Medical Price Transparency
OSMA expects the Ohio legislature will continue to deliberate over price transparency, which would allow Ohio patients to anticipate costs and make more informed decisions about their care. We are supporting legislation on hospital-based price transparency for scheduled health care services, which has passed in the Senate and must now proceed through the House.
Out-of-Network Billing or “Surprise Billing”
OSMA has been working on the issue of “surprise” out-of-network medical billing for several years now with a coalition of health care groups and other interested parties. Initially, we had serious concerns about a proposal in the Ohio House (HB 388)—mainly due to its establishment of a statutory rate cap for physician reimbursements and for its potential to tip the balance too far in favor of insurers in the contracting process.OSMA raised the voices of the physician community to advocate for changes, and in May 2020, a new version of the bill was crafted with compromise language included to help alleviate physician concerns.

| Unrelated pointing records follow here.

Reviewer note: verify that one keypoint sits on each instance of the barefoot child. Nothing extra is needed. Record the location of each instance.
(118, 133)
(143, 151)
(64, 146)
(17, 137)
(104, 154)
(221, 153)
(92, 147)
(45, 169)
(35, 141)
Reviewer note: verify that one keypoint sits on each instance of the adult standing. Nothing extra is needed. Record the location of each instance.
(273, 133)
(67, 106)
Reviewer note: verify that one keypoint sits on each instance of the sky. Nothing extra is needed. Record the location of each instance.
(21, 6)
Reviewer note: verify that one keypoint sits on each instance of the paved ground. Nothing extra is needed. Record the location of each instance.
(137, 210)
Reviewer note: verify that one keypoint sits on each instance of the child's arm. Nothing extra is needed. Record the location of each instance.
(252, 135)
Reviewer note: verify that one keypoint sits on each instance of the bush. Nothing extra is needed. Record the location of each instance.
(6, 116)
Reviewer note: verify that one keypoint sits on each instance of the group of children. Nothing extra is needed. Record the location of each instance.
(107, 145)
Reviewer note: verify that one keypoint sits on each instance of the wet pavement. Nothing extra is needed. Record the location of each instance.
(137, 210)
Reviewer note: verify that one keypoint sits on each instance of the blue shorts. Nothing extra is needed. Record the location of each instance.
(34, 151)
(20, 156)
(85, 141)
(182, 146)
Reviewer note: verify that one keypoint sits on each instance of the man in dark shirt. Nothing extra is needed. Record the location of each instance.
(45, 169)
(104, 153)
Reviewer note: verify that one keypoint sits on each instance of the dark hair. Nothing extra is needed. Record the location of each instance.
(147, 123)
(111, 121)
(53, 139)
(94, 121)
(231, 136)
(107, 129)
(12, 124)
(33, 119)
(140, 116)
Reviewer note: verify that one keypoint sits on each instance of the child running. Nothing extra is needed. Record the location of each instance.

This was accepted and it went to the House floor, where it passed with a favorable vote. The Senate will now consider the bill.
Tanning Ban for Minors
OSMA is joining the Ohio Dermatological Association in support of a measure that would prohibit individuals under age 18 from using tanning beds. If enacted, HB 329 would protect the youth in our state from exposure to dangerous ultraviolet radiation that drastically increases the chance of developing skin cancer, particularly when exposure occurs before adulthood.